Bildiğimiz gibi mimar ve sanatçılar birbirine benzer temsil araçlarını ve benzer bir dili kullanagelmişlerdir: Perspektif, maket, iki boyutlu çizim, eskiz, fotoğraf ve son yıllarda artan bir şekilde 3D modelleme ve diğer dijital teknikler gibi temsil araçları ve biçim, renk, doku, ölçü, oran, ışık ve gölge gibi mefhumlar... Aytekin, pekçoğunu fiziksel olarak görmediği anıt ve heykellerin resmini yapmadan önce tecrübe etmek için, önce desen ve eskizlerini sonra da maketlerini yaparak söz konusu formlarla ilişkiye girer.

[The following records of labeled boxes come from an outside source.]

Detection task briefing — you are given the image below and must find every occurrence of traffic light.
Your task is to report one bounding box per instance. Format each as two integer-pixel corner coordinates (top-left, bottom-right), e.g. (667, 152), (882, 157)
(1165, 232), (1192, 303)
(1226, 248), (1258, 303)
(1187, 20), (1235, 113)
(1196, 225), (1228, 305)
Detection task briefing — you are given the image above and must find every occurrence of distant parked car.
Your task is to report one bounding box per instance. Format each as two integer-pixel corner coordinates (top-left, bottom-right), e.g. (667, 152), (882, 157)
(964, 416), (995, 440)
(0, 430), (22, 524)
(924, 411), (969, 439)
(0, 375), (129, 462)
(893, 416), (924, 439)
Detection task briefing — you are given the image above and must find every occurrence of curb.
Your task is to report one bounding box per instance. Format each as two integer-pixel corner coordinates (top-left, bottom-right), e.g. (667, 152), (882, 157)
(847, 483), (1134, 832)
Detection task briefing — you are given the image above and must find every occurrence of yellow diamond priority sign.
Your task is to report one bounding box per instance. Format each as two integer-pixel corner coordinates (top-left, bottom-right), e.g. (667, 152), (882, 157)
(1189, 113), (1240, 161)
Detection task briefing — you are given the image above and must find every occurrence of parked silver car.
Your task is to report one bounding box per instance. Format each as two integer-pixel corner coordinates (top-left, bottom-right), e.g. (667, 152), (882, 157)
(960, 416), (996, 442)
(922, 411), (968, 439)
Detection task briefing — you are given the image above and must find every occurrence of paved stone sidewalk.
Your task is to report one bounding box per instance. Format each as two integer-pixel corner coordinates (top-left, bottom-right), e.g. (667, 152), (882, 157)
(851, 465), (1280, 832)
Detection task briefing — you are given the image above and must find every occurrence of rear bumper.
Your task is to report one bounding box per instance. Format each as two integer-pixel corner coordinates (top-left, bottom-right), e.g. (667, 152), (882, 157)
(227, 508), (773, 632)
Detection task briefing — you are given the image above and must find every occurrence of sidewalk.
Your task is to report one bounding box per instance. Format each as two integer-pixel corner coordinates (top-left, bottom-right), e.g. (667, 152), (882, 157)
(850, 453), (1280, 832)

'Tapınak' işinde, Kudüs Tapınağı, Anıtkabir, New York Guggenheim Müzesi gibi farklı zaman dilimlerinden ve kültürlerden derlenen bir çok anıt yapı yanyana gelerek bir silüet oluşturur. Bu silüet içerisinde örneğin 'Guggenheim Müzesi' gibi bir anıt yapı da tapınak olarak değerlendirilir, ne de olsa günümüzde müzeler tapınakların işlevini devralmıştır. Plastik bardak ve oyuncak gibi günlük kullanım eşyaları, karton ve çamurdan devşirerek oluşturduğu yapılar silsilesi, anıt fikrinin ciddiyet ve ağırlığıyla dalga geçer. Zihni bir tür arşivci ya da araştırmacı gibi işleyen Aytekin, kafasını kurcalayan meseleyi soyutlayıp, temel bir düşünce parçacığına indirgedikten sonra fikrinin nesnesi olan imgeleri toplamaya başlar. Çizim ve maketle örülen düşünce pratiğinin sonucunda esas yapmak istediği eyleme ulaşır: resim yapmak.
Can Aytekin, 'Sarı Tapınak', 2004, tuval üzerine yağlıboya, 152x192 cm.
Aytekin, 'Sarı Tapınak' isimli resminde, Guggenheim Müzesi'nin kütlesel biçimininin biricik izini, tuval üzerindeki birkaç eğriye indirger. Resim yapma eylemini görmenin devamı olarak tanımlayan sanatçı, nasıl resim yapıyorsun sorusuna 'hatırlayarak' diye cevap verir.
Modern kapitalizmin aşındırdığı belleği kurtarmanın yolu, nostalji sevdasına düşmeden, hatırlamaktır.